Likewise, the EU and Canada have listed U.S. products which would receive equivalent tariff increases to those the U.S. is imposing. China has already made clear as well that it will retaliate in kind if the U.S. imposes another $100 billion (now $200 billion) of tariffs threatened on an unspecified list of Chinese products.
U.S. trade actions against China, and their retaliation, have far broader implications. This is a clash between a state-dominated economic system and a free market system. This is a clash between China, and its 2025 Made in China Strategy, its aggressive military actions in the South China Sea and its State-led economic “Belt and Road” program to finance infrastructure programs to link large parts of the world to China, and the United States, which opposes these initiatives. The stability of the world order in the 21st century will depend significantly on how the two great powers bridge these vast differences in approach.
Some, though not all, of China’s untoward trade and economic practices can be attacked by the kind of trade actions in the WTO which the EU and Japan have recently launched. It causes far less friction if the WTO process, imperfect though it is, can be used to the maximum degree. But recent statements by Trump administration officials cast doubt on their commitment to the WTO as an effective mechanism to address China’s unfair trade practices, and any we may find by other countries.
The U.S. urgently needs its allies in the difficult battle to hold China to account.

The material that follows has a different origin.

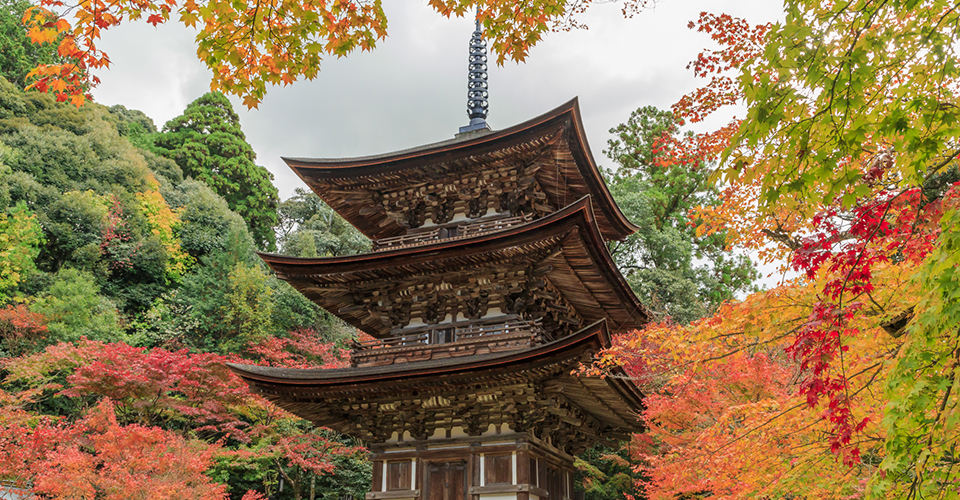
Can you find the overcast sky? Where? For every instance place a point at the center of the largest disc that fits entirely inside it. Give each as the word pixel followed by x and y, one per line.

What is deeply concerning is that rather than reaching out to them to form a coalition against unfair Chinese trade and investment practices — which our allies would have been willing to do, given the harm to their own companies and industries — the administration took harsh actions against them. This is dividing and weakening our traditional alliances, to the benefit of China. In fact, the EU, Canada and Mexico have all initiated WTO cases against United States “protectionism.”
In the early months of the administration, the U.S. dropped out of the 11-nation Transpacific Partnership (TPP) trade agreement, leaving them to go it alone. The strong leverage TPP would have provided against China’s aggressive expansion in Asia has now been lost. The administration forced a renegotiation of the U.S.-South Korea Free Trade Agreement. The U.S. is also challenging the future of the North American Free Trade Agreement (NAFTA) with Mexico and Canada, and engaging in vitriolic attacks on Canada’s prime minister, and European leaders. And the imposition of the steel and aluminum imports against our closest European and Asian allies, not based upon unfair trade practices to be resolved at the WTO, but unilaterally on “national security” grounds, has deeply offended them. Add that to the threatened action against the lifeblood of Germany’s and Japan’s exports, their automobiles, and there is the possibility of a perfect storm.
The risk is that the United States strongest allies – the EU, Japan, Canada, South Korea, Mexico — will not only retaliate in ways that further damage the U.S. and global economy, but ultimately will trade more with each other, and with China, than with the U.S.
Perhaps this is all a prelude to a grand bargain with our allies and with China. President Trump did tell French President Macron last Friday that he would like to restart trade discussions with the EU. But if not, we are entering into rough period with our closest allies, risking further rounds of growth-killing trade sanctions and setting the stage for a classic conflict between a rising power and established power. History teaches us that such confrontations do not end well.